Re: Embedded language ID pr

From: Mark Davis (
Date: Sat Sep 09 1995 - 20:17:44 EDT

Subject: RE>>Embedded language ID pr Time: 4:13 PM Date: 9/9/95

I guess a clearer question would be: what do you want to use language ids for,
and why is it that you don't use rich text in that context?

Date: 9/9/95 12:37 PM
To: Mark Davis
From: Mark Leisher
    Mark> Subject: RE>>Embedded language ID proposal Time: 5:42 PM
    Mark> Date: 9/8/95

    Mark> I am still unconvinced of the need to have language
    Mark> information in plain text; there are legitimate needs for
    Mark> that information, but there are needs for other particular
    Mark> attributes that go along with rich text, and it is hard to
    Mark> see why this one should be singled out.

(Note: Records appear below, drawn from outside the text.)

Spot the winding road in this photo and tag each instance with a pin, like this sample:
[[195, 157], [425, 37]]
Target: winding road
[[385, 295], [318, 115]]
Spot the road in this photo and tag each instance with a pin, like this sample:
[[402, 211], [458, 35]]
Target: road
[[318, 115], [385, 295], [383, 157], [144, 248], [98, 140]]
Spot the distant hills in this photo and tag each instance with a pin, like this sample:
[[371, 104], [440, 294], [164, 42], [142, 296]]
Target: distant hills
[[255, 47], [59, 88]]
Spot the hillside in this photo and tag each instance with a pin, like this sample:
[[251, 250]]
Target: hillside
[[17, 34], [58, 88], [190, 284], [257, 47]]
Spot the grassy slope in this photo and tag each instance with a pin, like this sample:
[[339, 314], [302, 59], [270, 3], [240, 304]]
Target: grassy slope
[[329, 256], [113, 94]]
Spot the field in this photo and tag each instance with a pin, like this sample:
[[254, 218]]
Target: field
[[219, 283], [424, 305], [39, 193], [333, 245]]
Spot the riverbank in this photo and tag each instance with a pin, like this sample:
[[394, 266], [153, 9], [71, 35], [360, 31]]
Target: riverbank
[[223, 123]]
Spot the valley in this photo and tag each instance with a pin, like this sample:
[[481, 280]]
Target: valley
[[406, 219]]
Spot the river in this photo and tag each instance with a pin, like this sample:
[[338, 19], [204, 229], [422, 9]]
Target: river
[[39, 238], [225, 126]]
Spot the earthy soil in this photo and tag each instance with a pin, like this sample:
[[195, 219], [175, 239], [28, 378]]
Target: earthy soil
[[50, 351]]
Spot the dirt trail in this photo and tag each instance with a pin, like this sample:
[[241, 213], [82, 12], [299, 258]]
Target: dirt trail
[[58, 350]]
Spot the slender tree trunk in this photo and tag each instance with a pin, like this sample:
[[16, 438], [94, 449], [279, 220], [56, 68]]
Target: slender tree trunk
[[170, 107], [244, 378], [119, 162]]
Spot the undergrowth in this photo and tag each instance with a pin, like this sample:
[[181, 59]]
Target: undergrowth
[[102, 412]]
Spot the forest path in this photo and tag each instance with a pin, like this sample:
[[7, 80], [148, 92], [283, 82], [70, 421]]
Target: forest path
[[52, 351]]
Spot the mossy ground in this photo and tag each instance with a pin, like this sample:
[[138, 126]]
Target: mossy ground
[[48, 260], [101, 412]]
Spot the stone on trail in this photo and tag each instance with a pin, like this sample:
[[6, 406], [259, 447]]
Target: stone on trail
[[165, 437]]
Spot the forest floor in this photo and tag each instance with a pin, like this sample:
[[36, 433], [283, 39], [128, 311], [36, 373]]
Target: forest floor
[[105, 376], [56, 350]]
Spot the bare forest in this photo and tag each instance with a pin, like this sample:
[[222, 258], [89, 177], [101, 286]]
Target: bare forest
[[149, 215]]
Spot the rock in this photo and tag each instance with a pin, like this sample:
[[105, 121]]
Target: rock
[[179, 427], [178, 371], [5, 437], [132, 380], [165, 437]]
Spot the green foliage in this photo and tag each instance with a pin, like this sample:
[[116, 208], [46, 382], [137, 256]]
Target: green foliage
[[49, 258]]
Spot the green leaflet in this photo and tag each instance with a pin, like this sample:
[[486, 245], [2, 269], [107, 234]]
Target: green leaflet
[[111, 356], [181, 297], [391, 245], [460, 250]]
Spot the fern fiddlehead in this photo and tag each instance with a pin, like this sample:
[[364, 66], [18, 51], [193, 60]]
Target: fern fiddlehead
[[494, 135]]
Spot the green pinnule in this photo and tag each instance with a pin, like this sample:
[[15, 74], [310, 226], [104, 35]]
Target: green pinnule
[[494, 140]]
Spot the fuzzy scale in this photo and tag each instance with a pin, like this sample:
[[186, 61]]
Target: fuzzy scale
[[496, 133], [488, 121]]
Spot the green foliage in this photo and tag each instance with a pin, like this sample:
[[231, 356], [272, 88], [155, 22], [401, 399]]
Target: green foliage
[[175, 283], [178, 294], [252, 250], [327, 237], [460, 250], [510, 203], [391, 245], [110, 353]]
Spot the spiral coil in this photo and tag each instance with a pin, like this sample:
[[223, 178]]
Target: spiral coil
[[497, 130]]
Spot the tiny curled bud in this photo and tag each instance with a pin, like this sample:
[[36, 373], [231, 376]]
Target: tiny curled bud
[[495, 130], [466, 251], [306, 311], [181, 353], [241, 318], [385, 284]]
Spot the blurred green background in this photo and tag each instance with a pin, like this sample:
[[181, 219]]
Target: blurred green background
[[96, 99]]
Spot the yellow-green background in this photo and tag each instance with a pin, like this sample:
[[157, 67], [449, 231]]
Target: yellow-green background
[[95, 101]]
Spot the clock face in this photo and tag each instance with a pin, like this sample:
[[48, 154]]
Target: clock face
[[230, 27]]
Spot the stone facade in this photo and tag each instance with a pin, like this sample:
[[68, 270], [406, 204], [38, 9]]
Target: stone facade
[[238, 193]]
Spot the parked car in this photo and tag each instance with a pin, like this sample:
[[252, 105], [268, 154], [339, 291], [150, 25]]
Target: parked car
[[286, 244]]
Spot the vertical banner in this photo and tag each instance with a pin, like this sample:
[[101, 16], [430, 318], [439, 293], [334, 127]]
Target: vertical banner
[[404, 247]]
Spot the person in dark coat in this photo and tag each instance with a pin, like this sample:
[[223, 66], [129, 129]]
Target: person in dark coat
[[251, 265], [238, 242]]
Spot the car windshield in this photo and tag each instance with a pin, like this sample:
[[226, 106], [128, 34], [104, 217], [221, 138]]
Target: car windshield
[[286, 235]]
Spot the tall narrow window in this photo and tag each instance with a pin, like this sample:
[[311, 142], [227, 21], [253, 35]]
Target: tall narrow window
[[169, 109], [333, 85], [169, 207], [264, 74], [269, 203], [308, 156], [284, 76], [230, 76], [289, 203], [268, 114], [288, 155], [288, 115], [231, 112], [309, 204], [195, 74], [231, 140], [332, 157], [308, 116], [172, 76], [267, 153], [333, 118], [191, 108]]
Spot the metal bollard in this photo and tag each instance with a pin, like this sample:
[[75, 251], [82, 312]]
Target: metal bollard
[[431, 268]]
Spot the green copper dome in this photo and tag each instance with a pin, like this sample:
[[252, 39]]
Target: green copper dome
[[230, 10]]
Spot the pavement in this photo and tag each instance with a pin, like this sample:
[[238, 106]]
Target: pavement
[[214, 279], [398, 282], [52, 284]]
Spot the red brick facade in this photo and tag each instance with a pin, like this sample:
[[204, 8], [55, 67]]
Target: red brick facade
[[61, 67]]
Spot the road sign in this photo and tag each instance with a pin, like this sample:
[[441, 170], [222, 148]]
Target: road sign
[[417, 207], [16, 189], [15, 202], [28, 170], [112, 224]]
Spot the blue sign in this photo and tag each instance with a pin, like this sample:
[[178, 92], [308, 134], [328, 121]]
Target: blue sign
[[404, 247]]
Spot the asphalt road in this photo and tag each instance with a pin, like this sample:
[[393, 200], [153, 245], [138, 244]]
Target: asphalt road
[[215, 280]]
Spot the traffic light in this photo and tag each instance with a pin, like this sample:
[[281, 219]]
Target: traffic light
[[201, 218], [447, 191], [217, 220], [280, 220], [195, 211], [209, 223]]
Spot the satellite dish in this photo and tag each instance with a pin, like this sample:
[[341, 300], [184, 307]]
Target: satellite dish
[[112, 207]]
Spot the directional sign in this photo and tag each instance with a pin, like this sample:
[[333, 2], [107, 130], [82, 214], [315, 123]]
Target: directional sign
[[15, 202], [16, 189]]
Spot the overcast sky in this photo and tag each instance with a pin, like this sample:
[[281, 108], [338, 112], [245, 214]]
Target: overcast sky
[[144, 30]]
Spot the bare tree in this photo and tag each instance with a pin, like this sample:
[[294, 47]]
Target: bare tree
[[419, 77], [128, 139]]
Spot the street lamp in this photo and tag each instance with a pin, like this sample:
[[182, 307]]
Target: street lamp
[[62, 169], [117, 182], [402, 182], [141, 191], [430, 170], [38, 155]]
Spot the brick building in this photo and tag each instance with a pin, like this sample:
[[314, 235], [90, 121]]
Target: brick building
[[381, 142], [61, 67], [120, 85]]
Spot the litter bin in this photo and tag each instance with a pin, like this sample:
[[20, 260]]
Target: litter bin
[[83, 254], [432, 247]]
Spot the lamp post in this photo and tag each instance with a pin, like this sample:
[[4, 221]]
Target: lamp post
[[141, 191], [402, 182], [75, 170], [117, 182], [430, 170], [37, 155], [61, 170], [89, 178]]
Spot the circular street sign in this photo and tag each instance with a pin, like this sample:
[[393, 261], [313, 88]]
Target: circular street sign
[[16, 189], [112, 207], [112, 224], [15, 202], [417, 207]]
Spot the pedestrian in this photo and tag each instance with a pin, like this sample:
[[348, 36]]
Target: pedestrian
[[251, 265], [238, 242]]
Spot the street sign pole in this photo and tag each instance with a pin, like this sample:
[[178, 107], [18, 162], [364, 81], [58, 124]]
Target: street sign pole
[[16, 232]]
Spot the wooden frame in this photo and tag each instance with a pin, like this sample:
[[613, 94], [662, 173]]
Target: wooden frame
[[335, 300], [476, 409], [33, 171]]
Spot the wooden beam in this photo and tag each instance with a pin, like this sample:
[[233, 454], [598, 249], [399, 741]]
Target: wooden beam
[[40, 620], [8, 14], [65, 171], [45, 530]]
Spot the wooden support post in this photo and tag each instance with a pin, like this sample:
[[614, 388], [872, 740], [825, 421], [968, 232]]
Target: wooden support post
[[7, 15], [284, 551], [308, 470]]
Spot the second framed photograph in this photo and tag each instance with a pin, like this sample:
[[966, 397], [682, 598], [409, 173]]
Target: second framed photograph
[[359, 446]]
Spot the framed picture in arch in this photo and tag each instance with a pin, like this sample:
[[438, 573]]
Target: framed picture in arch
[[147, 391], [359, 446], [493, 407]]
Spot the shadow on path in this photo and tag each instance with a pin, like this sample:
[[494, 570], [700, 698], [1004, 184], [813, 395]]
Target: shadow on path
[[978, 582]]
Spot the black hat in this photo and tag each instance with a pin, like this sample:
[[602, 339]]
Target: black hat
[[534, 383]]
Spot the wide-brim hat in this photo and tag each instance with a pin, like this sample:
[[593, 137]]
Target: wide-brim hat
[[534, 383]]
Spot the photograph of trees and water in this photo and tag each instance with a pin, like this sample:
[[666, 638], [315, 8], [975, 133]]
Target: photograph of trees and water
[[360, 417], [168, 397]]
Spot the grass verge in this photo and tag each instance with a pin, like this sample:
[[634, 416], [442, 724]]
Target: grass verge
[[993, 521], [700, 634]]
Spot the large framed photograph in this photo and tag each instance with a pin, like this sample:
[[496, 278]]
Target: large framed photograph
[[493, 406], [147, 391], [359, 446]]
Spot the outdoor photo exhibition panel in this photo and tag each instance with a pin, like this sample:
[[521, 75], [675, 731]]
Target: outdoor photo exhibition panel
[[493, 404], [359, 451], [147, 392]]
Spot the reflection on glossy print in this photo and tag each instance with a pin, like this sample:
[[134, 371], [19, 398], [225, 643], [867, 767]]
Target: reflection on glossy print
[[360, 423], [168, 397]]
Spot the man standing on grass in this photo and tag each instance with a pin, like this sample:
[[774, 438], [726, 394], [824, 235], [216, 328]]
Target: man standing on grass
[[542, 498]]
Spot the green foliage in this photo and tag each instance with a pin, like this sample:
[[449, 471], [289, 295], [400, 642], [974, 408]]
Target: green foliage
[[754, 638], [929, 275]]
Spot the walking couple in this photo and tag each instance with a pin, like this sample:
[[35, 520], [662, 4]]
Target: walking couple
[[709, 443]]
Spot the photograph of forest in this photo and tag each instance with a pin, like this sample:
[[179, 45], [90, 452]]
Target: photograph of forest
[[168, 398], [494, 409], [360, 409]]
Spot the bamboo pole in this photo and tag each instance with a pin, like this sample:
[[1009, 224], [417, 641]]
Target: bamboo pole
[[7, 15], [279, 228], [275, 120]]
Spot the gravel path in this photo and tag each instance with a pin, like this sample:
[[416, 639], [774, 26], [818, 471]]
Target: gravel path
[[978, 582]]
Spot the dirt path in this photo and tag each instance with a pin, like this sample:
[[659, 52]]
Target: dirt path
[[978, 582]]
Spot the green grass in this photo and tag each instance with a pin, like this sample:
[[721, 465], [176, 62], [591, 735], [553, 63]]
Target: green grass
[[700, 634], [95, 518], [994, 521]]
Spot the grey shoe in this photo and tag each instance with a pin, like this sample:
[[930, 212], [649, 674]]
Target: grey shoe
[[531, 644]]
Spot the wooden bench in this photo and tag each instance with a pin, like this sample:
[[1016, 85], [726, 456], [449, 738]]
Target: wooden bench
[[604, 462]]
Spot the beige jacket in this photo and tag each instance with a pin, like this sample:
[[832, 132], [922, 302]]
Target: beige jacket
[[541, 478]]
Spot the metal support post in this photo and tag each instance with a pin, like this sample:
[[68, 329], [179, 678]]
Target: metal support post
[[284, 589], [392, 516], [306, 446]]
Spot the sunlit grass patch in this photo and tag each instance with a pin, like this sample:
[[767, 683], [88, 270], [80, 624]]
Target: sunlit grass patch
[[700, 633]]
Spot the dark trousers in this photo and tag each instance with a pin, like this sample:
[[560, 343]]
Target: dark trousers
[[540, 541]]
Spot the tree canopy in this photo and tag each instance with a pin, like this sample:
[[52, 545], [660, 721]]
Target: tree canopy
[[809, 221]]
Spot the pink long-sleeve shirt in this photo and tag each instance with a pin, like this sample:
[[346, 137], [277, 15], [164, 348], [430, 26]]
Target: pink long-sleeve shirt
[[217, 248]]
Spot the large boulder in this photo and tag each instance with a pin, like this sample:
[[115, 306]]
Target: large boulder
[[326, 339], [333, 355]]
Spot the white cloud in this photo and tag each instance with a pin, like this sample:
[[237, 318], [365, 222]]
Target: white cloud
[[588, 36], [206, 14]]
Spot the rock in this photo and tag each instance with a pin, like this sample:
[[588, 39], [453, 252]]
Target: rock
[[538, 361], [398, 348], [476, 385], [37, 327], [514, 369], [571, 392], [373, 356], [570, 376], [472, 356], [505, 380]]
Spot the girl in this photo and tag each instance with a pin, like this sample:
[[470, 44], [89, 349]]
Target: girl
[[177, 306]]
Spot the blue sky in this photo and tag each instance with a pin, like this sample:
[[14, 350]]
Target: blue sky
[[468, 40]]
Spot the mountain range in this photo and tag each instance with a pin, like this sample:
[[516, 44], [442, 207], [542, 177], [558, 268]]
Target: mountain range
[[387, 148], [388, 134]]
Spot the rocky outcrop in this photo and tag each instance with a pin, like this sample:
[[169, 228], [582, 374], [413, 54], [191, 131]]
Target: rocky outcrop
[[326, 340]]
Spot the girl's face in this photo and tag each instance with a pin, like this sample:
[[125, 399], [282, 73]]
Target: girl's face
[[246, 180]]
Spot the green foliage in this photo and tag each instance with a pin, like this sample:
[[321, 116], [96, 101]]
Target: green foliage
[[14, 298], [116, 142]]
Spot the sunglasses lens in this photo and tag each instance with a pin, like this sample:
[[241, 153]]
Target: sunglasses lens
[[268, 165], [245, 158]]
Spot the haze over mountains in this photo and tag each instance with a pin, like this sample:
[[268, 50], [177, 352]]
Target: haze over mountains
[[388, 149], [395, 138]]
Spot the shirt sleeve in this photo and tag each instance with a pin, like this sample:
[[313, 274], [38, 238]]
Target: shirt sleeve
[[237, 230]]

For the most part I personally agree that language identifiers would
seem most logically markup.

But from a multilingual natural language processing perspective (and
perhaps others), having a single codeset with embedded language
identifier capability would provide an attractive reference text

Had the proposal not provided any utility for areas other than ours, I
doubt we would have bothered to present it other than as an
idiosyncrasy of our particular Unicode support implementation.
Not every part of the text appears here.